Señor director:

Estoy por cumplir 55 años. Recuerdo que cuando era niño, era raro ver personas con síndrome de Down caminando por las calles o en las plazas. No iban a la escuela. Sus familias los ocultaban, por vergüenza o miedo a la reacción de la gente. En ese tiempo solíamos usar la palabra “mongolito” o “mongólico” para insultar a algún compañero de curso, o incluso nos calificaba así nuestra mamá, si hacíamos alguna tontería. Paulatinamente, sin embargo, “mongólico” pasó a ser una mala palabra. Se transformó, en realidad, en una palabra prohibida.

No tengo memoria de si el fin del ostracismo de las personas con síndrome de Down fue anterior o posterior a la proscripción de aquella palabra; supongo que ambos procesos fueron coetáneos y graduales.

Me he hecho aficionado a ver vídeos de un argentino que hace críticas cómicas de películas de cine. Creo que escribe bien sus libretos, y aunque a veces me resulta excesiva su aversión por la cultura woke y su efecto en el cine, comparto varias de sus ideas, sobre todo en cuanto a que el cine no debería transformarse en una simple herramienta de adoctrinamiento, siempre edulcorado y desprovisto de energía vital.

Sin embargo, hace unos días escuché a ese narrador usar la palabra “mongotrófico”, para referirse al personaje estúpido de una película.
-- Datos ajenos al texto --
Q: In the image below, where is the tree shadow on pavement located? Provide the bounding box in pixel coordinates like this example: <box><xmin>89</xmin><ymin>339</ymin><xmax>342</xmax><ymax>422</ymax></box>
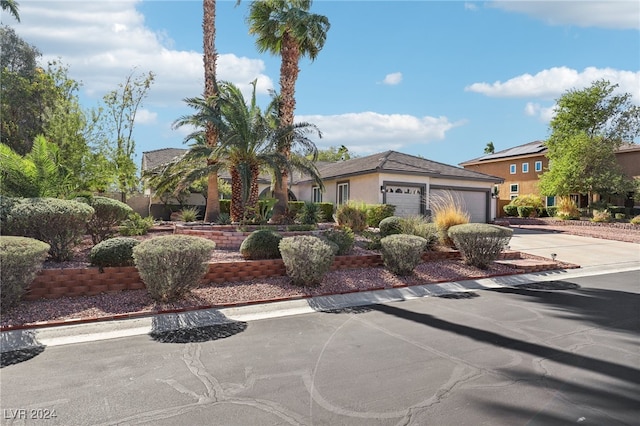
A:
<box><xmin>149</xmin><ymin>309</ymin><xmax>247</xmax><ymax>343</ymax></box>
<box><xmin>469</xmin><ymin>368</ymin><xmax>640</xmax><ymax>425</ymax></box>
<box><xmin>372</xmin><ymin>305</ymin><xmax>640</xmax><ymax>383</ymax></box>
<box><xmin>489</xmin><ymin>281</ymin><xmax>640</xmax><ymax>334</ymax></box>
<box><xmin>0</xmin><ymin>330</ymin><xmax>45</xmax><ymax>368</ymax></box>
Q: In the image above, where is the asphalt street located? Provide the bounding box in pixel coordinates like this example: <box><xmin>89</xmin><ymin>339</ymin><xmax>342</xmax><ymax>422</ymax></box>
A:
<box><xmin>0</xmin><ymin>270</ymin><xmax>640</xmax><ymax>425</ymax></box>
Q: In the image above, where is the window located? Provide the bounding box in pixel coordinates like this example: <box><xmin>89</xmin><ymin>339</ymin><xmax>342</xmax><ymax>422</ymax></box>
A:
<box><xmin>336</xmin><ymin>182</ymin><xmax>349</xmax><ymax>205</ymax></box>
<box><xmin>311</xmin><ymin>186</ymin><xmax>322</xmax><ymax>203</ymax></box>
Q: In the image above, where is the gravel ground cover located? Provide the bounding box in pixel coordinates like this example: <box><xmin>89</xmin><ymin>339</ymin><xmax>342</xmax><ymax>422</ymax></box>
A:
<box><xmin>0</xmin><ymin>221</ymin><xmax>640</xmax><ymax>327</ymax></box>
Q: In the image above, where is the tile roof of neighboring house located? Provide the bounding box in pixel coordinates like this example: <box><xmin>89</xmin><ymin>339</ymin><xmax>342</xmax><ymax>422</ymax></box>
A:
<box><xmin>306</xmin><ymin>151</ymin><xmax>503</xmax><ymax>182</ymax></box>
<box><xmin>460</xmin><ymin>141</ymin><xmax>547</xmax><ymax>165</ymax></box>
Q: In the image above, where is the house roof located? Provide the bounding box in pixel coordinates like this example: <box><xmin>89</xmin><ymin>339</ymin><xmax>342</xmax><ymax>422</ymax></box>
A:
<box><xmin>308</xmin><ymin>151</ymin><xmax>503</xmax><ymax>182</ymax></box>
<box><xmin>460</xmin><ymin>141</ymin><xmax>547</xmax><ymax>166</ymax></box>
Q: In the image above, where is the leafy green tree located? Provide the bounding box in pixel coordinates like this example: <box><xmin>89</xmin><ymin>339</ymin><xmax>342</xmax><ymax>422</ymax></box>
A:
<box><xmin>0</xmin><ymin>136</ymin><xmax>71</xmax><ymax>198</ymax></box>
<box><xmin>540</xmin><ymin>80</ymin><xmax>640</xmax><ymax>200</ymax></box>
<box><xmin>248</xmin><ymin>0</ymin><xmax>330</xmax><ymax>217</ymax></box>
<box><xmin>0</xmin><ymin>0</ymin><xmax>20</xmax><ymax>22</ymax></box>
<box><xmin>95</xmin><ymin>71</ymin><xmax>155</xmax><ymax>202</ymax></box>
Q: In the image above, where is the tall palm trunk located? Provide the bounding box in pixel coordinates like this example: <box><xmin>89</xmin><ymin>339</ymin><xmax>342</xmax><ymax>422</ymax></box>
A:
<box><xmin>202</xmin><ymin>0</ymin><xmax>220</xmax><ymax>222</ymax></box>
<box><xmin>273</xmin><ymin>32</ymin><xmax>300</xmax><ymax>215</ymax></box>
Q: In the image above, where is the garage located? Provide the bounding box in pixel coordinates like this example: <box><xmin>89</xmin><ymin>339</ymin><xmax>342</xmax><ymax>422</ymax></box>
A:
<box><xmin>429</xmin><ymin>186</ymin><xmax>489</xmax><ymax>223</ymax></box>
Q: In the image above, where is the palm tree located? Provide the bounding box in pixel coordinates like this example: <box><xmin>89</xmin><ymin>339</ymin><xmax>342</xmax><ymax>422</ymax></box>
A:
<box><xmin>202</xmin><ymin>0</ymin><xmax>220</xmax><ymax>222</ymax></box>
<box><xmin>171</xmin><ymin>81</ymin><xmax>322</xmax><ymax>222</ymax></box>
<box><xmin>248</xmin><ymin>0</ymin><xmax>330</xmax><ymax>215</ymax></box>
<box><xmin>0</xmin><ymin>0</ymin><xmax>20</xmax><ymax>22</ymax></box>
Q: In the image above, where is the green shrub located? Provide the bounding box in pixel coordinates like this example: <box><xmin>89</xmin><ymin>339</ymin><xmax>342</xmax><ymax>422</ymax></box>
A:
<box><xmin>546</xmin><ymin>206</ymin><xmax>558</xmax><ymax>217</ymax></box>
<box><xmin>518</xmin><ymin>206</ymin><xmax>537</xmax><ymax>217</ymax></box>
<box><xmin>316</xmin><ymin>203</ymin><xmax>333</xmax><ymax>222</ymax></box>
<box><xmin>367</xmin><ymin>204</ymin><xmax>396</xmax><ymax>228</ymax></box>
<box><xmin>378</xmin><ymin>216</ymin><xmax>402</xmax><ymax>238</ymax></box>
<box><xmin>280</xmin><ymin>235</ymin><xmax>335</xmax><ymax>286</ymax></box>
<box><xmin>380</xmin><ymin>234</ymin><xmax>427</xmax><ymax>275</ymax></box>
<box><xmin>0</xmin><ymin>236</ymin><xmax>49</xmax><ymax>311</ymax></box>
<box><xmin>82</xmin><ymin>196</ymin><xmax>133</xmax><ymax>244</ymax></box>
<box><xmin>449</xmin><ymin>223</ymin><xmax>513</xmax><ymax>269</ymax></box>
<box><xmin>591</xmin><ymin>210</ymin><xmax>612</xmax><ymax>223</ymax></box>
<box><xmin>120</xmin><ymin>212</ymin><xmax>153</xmax><ymax>237</ymax></box>
<box><xmin>89</xmin><ymin>237</ymin><xmax>140</xmax><ymax>269</ymax></box>
<box><xmin>296</xmin><ymin>201</ymin><xmax>320</xmax><ymax>225</ymax></box>
<box><xmin>400</xmin><ymin>215</ymin><xmax>438</xmax><ymax>250</ymax></box>
<box><xmin>502</xmin><ymin>204</ymin><xmax>518</xmax><ymax>217</ymax></box>
<box><xmin>133</xmin><ymin>235</ymin><xmax>216</xmax><ymax>302</ymax></box>
<box><xmin>336</xmin><ymin>202</ymin><xmax>367</xmax><ymax>232</ymax></box>
<box><xmin>178</xmin><ymin>207</ymin><xmax>200</xmax><ymax>222</ymax></box>
<box><xmin>8</xmin><ymin>198</ymin><xmax>94</xmax><ymax>261</ymax></box>
<box><xmin>322</xmin><ymin>227</ymin><xmax>355</xmax><ymax>256</ymax></box>
<box><xmin>240</xmin><ymin>229</ymin><xmax>282</xmax><ymax>259</ymax></box>
<box><xmin>216</xmin><ymin>213</ymin><xmax>231</xmax><ymax>225</ymax></box>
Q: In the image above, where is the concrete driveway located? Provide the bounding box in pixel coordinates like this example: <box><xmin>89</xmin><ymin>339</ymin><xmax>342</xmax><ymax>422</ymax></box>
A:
<box><xmin>510</xmin><ymin>228</ymin><xmax>640</xmax><ymax>272</ymax></box>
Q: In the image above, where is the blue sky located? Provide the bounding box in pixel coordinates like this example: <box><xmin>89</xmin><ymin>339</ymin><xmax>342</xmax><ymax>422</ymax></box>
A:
<box><xmin>2</xmin><ymin>0</ymin><xmax>640</xmax><ymax>165</ymax></box>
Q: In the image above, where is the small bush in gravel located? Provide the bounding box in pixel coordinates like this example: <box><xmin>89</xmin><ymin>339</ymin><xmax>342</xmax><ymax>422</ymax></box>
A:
<box><xmin>322</xmin><ymin>227</ymin><xmax>355</xmax><ymax>256</ymax></box>
<box><xmin>400</xmin><ymin>215</ymin><xmax>438</xmax><ymax>250</ymax></box>
<box><xmin>378</xmin><ymin>216</ymin><xmax>402</xmax><ymax>238</ymax></box>
<box><xmin>280</xmin><ymin>235</ymin><xmax>336</xmax><ymax>286</ymax></box>
<box><xmin>89</xmin><ymin>237</ymin><xmax>140</xmax><ymax>269</ymax></box>
<box><xmin>8</xmin><ymin>198</ymin><xmax>94</xmax><ymax>262</ymax></box>
<box><xmin>120</xmin><ymin>212</ymin><xmax>153</xmax><ymax>237</ymax></box>
<box><xmin>336</xmin><ymin>202</ymin><xmax>367</xmax><ymax>232</ymax></box>
<box><xmin>78</xmin><ymin>197</ymin><xmax>133</xmax><ymax>244</ymax></box>
<box><xmin>367</xmin><ymin>204</ymin><xmax>396</xmax><ymax>228</ymax></box>
<box><xmin>133</xmin><ymin>235</ymin><xmax>216</xmax><ymax>302</ymax></box>
<box><xmin>449</xmin><ymin>223</ymin><xmax>513</xmax><ymax>269</ymax></box>
<box><xmin>380</xmin><ymin>234</ymin><xmax>428</xmax><ymax>275</ymax></box>
<box><xmin>0</xmin><ymin>236</ymin><xmax>49</xmax><ymax>311</ymax></box>
<box><xmin>240</xmin><ymin>229</ymin><xmax>282</xmax><ymax>260</ymax></box>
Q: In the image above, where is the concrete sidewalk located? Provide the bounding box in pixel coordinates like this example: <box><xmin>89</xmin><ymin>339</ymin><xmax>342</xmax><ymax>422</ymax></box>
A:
<box><xmin>0</xmin><ymin>229</ymin><xmax>640</xmax><ymax>352</ymax></box>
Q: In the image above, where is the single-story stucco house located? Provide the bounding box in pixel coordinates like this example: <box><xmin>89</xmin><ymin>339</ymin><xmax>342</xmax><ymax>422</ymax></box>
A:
<box><xmin>142</xmin><ymin>148</ymin><xmax>504</xmax><ymax>222</ymax></box>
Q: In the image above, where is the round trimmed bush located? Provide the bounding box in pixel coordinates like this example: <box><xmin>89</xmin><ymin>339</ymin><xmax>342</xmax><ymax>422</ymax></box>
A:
<box><xmin>380</xmin><ymin>234</ymin><xmax>428</xmax><ymax>275</ymax></box>
<box><xmin>0</xmin><ymin>236</ymin><xmax>49</xmax><ymax>310</ymax></box>
<box><xmin>133</xmin><ymin>235</ymin><xmax>216</xmax><ymax>303</ymax></box>
<box><xmin>8</xmin><ymin>198</ymin><xmax>94</xmax><ymax>262</ymax></box>
<box><xmin>280</xmin><ymin>235</ymin><xmax>336</xmax><ymax>286</ymax></box>
<box><xmin>89</xmin><ymin>237</ymin><xmax>140</xmax><ymax>268</ymax></box>
<box><xmin>378</xmin><ymin>216</ymin><xmax>402</xmax><ymax>238</ymax></box>
<box><xmin>86</xmin><ymin>196</ymin><xmax>133</xmax><ymax>244</ymax></box>
<box><xmin>240</xmin><ymin>229</ymin><xmax>282</xmax><ymax>260</ymax></box>
<box><xmin>322</xmin><ymin>227</ymin><xmax>355</xmax><ymax>256</ymax></box>
<box><xmin>449</xmin><ymin>223</ymin><xmax>513</xmax><ymax>269</ymax></box>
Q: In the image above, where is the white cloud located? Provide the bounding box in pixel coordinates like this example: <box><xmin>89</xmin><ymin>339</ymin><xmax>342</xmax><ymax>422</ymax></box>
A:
<box><xmin>296</xmin><ymin>111</ymin><xmax>464</xmax><ymax>154</ymax></box>
<box><xmin>382</xmin><ymin>72</ymin><xmax>402</xmax><ymax>86</ymax></box>
<box><xmin>524</xmin><ymin>102</ymin><xmax>555</xmax><ymax>123</ymax></box>
<box><xmin>136</xmin><ymin>108</ymin><xmax>158</xmax><ymax>124</ymax></box>
<box><xmin>489</xmin><ymin>0</ymin><xmax>640</xmax><ymax>29</ymax></box>
<box><xmin>465</xmin><ymin>67</ymin><xmax>640</xmax><ymax>104</ymax></box>
<box><xmin>15</xmin><ymin>0</ymin><xmax>273</xmax><ymax>106</ymax></box>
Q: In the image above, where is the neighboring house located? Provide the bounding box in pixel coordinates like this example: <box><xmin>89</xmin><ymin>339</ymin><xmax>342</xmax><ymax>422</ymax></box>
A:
<box><xmin>142</xmin><ymin>148</ymin><xmax>503</xmax><ymax>222</ymax></box>
<box><xmin>460</xmin><ymin>141</ymin><xmax>640</xmax><ymax>216</ymax></box>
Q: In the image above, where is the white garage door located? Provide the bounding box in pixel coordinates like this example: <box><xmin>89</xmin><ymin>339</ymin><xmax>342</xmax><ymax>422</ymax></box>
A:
<box><xmin>430</xmin><ymin>189</ymin><xmax>487</xmax><ymax>223</ymax></box>
<box><xmin>386</xmin><ymin>186</ymin><xmax>422</xmax><ymax>217</ymax></box>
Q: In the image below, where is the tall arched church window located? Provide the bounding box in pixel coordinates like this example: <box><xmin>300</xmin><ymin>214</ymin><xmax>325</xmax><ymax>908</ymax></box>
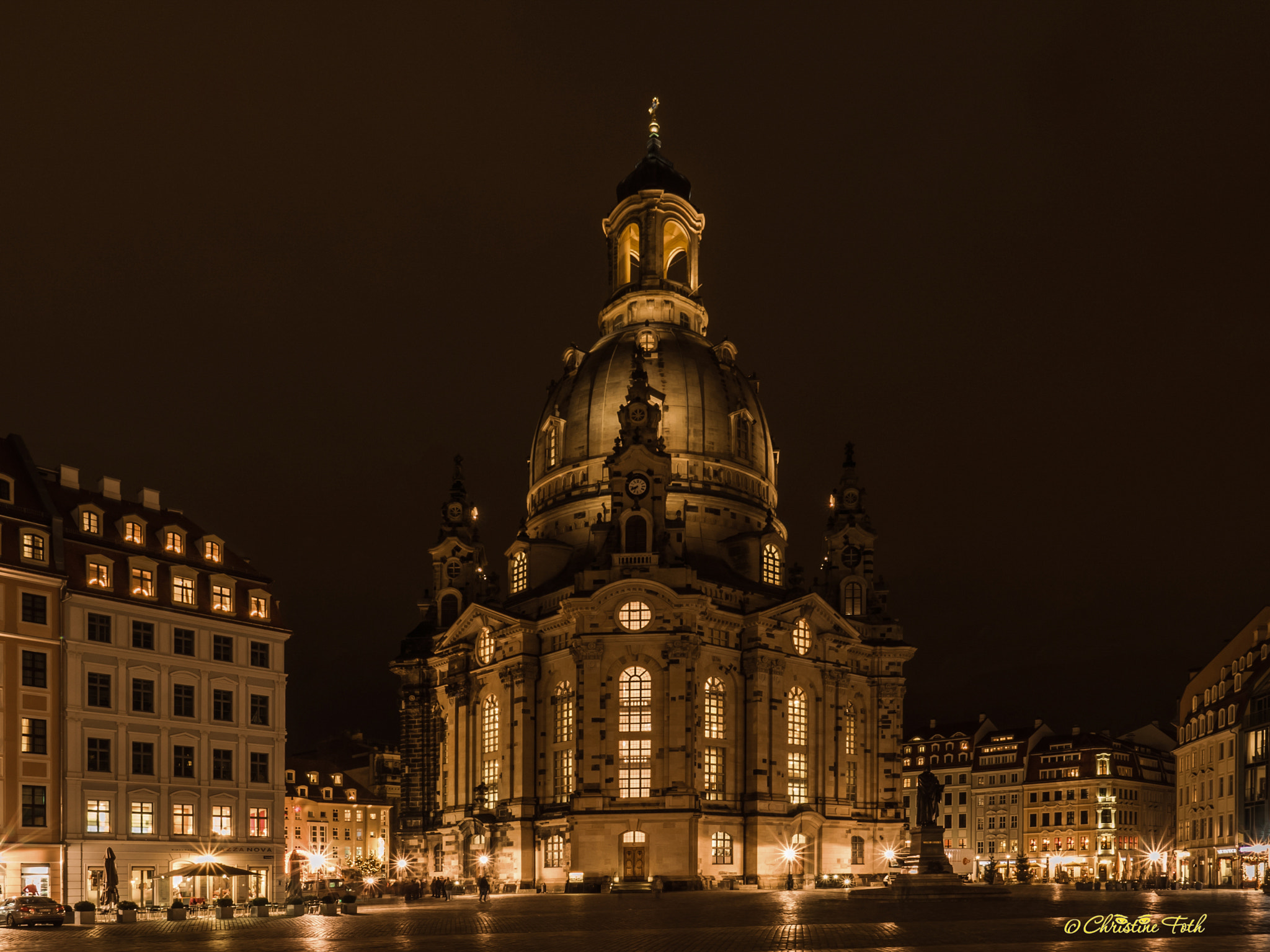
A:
<box><xmin>555</xmin><ymin>680</ymin><xmax>573</xmax><ymax>744</ymax></box>
<box><xmin>703</xmin><ymin>678</ymin><xmax>728</xmax><ymax>740</ymax></box>
<box><xmin>842</xmin><ymin>581</ymin><xmax>865</xmax><ymax>615</ymax></box>
<box><xmin>763</xmin><ymin>542</ymin><xmax>781</xmax><ymax>585</ymax></box>
<box><xmin>617</xmin><ymin>667</ymin><xmax>653</xmax><ymax>734</ymax></box>
<box><xmin>737</xmin><ymin>414</ymin><xmax>750</xmax><ymax>460</ymax></box>
<box><xmin>441</xmin><ymin>592</ymin><xmax>458</xmax><ymax>627</ymax></box>
<box><xmin>512</xmin><ymin>552</ymin><xmax>530</xmax><ymax>595</ymax></box>
<box><xmin>662</xmin><ymin>220</ymin><xmax>688</xmax><ymax>284</ymax></box>
<box><xmin>626</xmin><ymin>515</ymin><xmax>647</xmax><ymax>552</ymax></box>
<box><xmin>617</xmin><ymin>222</ymin><xmax>639</xmax><ymax>284</ymax></box>
<box><xmin>794</xmin><ymin>618</ymin><xmax>812</xmax><ymax>655</ymax></box>
<box><xmin>786</xmin><ymin>688</ymin><xmax>806</xmax><ymax>746</ymax></box>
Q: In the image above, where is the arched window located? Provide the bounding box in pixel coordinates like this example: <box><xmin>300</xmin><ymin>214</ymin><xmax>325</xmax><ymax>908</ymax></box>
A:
<box><xmin>703</xmin><ymin>678</ymin><xmax>728</xmax><ymax>740</ymax></box>
<box><xmin>662</xmin><ymin>220</ymin><xmax>688</xmax><ymax>284</ymax></box>
<box><xmin>763</xmin><ymin>542</ymin><xmax>781</xmax><ymax>585</ymax></box>
<box><xmin>735</xmin><ymin>414</ymin><xmax>750</xmax><ymax>460</ymax></box>
<box><xmin>794</xmin><ymin>618</ymin><xmax>812</xmax><ymax>655</ymax></box>
<box><xmin>842</xmin><ymin>703</ymin><xmax>856</xmax><ymax>757</ymax></box>
<box><xmin>626</xmin><ymin>515</ymin><xmax>647</xmax><ymax>552</ymax></box>
<box><xmin>617</xmin><ymin>667</ymin><xmax>653</xmax><ymax>734</ymax></box>
<box><xmin>786</xmin><ymin>688</ymin><xmax>806</xmax><ymax>746</ymax></box>
<box><xmin>512</xmin><ymin>552</ymin><xmax>530</xmax><ymax>595</ymax></box>
<box><xmin>555</xmin><ymin>680</ymin><xmax>573</xmax><ymax>744</ymax></box>
<box><xmin>542</xmin><ymin>833</ymin><xmax>564</xmax><ymax>870</ymax></box>
<box><xmin>476</xmin><ymin>628</ymin><xmax>494</xmax><ymax>664</ymax></box>
<box><xmin>617</xmin><ymin>222</ymin><xmax>639</xmax><ymax>284</ymax></box>
<box><xmin>710</xmin><ymin>833</ymin><xmax>732</xmax><ymax>866</ymax></box>
<box><xmin>441</xmin><ymin>592</ymin><xmax>458</xmax><ymax>628</ymax></box>
<box><xmin>842</xmin><ymin>581</ymin><xmax>865</xmax><ymax>615</ymax></box>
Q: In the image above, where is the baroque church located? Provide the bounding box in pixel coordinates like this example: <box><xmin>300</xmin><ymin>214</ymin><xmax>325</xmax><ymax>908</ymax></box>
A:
<box><xmin>391</xmin><ymin>103</ymin><xmax>915</xmax><ymax>891</ymax></box>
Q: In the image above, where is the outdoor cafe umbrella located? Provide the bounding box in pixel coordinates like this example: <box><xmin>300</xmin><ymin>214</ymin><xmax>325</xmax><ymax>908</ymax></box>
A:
<box><xmin>102</xmin><ymin>847</ymin><xmax>120</xmax><ymax>906</ymax></box>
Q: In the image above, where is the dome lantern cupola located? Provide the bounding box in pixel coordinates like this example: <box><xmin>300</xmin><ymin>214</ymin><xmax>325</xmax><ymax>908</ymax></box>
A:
<box><xmin>600</xmin><ymin>99</ymin><xmax>706</xmax><ymax>334</ymax></box>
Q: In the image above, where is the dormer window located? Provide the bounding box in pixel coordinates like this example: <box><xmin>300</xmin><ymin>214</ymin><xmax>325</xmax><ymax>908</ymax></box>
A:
<box><xmin>132</xmin><ymin>569</ymin><xmax>155</xmax><ymax>598</ymax></box>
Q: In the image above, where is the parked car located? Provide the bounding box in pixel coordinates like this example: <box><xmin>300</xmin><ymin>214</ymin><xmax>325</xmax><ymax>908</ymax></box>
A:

Escuchar esta palabra me hizo pensar: ¿luchar contra los excesos de la cultura woke significa volver en todo atrás? ¿Volver a decir mongólico, huacho, marica a la primera de cambio, y que, como en los años 80, algún diario de circulación nacional vuelva a decir que llegaron al país los monitos de la selección de fútbol de Ecuador?

A propósito de la discusión acerca del centro, en boga en estos días de campaña, supongo que así como hay un centro social y un centro político, también existe un centro cultural. Es en ese espacio donde quedan guardados los cambios en el lenguaje que reflejan logros en igualdad o libertad a los que civilizadamente no nos es posible renunciar.

Probablemente, rechazo la hegemonía cultural a la que aspiran películas como Emilia Pérez, pero no estoy dispuesto a olvidar El juego de las lágrimas, ni a dejar de leer a Lemebel.

Hace unos días asistí a una gala de gimnasia en un colegio de San Pedro de la Paz. En unos de los grupos había una niña con Síndrome de Down. Me alegro de que, a pesar de todo, el país en el que vivimos sea más tolerante que hace cuarenta años, entre otras cosas por las palabras que hemos aprendido a olvidar.